Logone-Birni is a town and commune in Cameroon. The town lies on the left (west) bank of the Logone River which at this point forms the state boundary between Cameroon and Chad. It is the capital of the Kotoko people, whose two other principal cities are Kousséri and Goulfey.

==History==
Logone-Birne means Fort Logone and was founded around 1700 by Prince Bruha. Dixon Denham visited Logone on 23 January 1824. He reported:
"I rode down to the river, which here flows with great beauty and majesty past the high walls of this capital of Loggun; it comes direct from the south-west, with a rapid current.
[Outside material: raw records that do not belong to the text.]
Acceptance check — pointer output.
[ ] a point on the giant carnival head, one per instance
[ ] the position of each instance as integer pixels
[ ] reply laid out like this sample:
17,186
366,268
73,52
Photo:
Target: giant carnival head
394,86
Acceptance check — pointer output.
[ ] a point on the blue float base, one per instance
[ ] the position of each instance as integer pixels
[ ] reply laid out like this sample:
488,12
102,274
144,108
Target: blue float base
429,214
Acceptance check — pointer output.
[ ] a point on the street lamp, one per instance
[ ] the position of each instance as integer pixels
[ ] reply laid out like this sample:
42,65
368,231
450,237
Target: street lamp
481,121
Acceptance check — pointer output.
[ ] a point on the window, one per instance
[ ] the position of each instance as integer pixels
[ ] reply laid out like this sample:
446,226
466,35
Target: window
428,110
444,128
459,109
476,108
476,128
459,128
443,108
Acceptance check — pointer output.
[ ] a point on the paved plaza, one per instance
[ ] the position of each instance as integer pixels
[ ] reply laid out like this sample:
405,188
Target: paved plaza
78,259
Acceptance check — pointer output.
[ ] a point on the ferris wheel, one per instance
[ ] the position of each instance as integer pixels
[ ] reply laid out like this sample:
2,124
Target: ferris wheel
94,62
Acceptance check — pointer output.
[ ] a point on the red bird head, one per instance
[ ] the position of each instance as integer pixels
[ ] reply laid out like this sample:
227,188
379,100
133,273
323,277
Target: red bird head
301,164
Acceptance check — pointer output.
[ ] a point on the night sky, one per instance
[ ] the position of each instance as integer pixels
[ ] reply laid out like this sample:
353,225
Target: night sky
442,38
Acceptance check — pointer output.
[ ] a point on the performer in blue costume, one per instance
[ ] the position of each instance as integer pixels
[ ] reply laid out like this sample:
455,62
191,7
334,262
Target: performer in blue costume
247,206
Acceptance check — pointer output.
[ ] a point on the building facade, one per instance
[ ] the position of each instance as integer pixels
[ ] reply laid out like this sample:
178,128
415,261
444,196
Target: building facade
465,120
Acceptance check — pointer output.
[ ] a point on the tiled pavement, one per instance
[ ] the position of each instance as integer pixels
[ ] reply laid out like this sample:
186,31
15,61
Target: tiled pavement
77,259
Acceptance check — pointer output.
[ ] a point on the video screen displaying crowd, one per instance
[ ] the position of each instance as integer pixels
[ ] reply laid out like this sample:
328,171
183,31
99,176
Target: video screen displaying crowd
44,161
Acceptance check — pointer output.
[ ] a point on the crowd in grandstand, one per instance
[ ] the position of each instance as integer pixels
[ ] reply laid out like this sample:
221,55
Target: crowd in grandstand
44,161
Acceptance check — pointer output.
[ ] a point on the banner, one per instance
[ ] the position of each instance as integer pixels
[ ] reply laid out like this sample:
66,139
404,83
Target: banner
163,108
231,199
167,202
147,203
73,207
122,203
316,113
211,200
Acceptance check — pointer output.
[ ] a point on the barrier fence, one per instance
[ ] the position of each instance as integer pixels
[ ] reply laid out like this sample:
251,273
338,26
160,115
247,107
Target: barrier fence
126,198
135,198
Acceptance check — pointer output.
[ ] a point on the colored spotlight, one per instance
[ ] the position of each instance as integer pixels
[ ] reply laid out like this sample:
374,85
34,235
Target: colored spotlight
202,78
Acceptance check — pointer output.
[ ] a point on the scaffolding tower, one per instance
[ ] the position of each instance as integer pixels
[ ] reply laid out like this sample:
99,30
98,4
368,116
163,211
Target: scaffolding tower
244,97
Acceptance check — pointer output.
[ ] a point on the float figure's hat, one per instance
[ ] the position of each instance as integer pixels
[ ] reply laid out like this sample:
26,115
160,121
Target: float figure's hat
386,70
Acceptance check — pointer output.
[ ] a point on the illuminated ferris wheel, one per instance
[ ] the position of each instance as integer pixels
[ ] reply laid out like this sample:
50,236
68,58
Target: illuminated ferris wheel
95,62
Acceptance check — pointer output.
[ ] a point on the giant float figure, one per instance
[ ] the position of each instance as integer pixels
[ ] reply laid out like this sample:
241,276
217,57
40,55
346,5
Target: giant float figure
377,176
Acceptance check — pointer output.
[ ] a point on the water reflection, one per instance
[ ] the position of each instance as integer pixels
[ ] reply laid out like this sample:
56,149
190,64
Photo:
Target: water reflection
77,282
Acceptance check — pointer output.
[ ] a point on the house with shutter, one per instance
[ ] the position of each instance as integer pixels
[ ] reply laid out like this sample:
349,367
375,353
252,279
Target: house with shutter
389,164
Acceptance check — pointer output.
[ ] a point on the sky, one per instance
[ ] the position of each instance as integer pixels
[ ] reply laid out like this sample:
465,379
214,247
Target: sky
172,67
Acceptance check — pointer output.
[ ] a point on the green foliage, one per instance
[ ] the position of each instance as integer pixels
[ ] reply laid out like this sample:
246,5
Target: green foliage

We entered the town by the western gate, which leads to the principal street: it is as wide as Pall Mall and has large dwellings on each side, built with great uniformity, each having a courtyard in front, surrounded by a wall, and a handsome entrance, with a strong door hasped with iron: a number of the inhabitants were seated at their doors for the purpose of seeing us enter, with their slaves ranged behind them".

===Gannibal===
Logone-Birni has been suggested as the birthplace of Abram Petrovich Gannibal (1696-1781), a General in the Imperial Russian Army and great-grandfather of Alexander Pushkin. This view was first aired by Vladimir Nabokov in 1962, albeit in a dismissive remark. Previously, the predominant view, was that Gannibal was from Ethiopia. As Hugh Barnes suggested this may have arisen from the generic use of the term "Ethiopian" to cover all of Africa. However, in 1996 Dieudonné Gnammankou convincingly argued that Logone-Birni was his birthplace. This view was further elaborated by Hugh Barnes in Gannibal: The Moor of Petersburg (2005).

==Geography==

===The Logone Birni Basin===
Logone-Birni has given its name to the Logone Birni Basin, which covers an area of 27,000 km2 and is part of the West and Central African Rift System.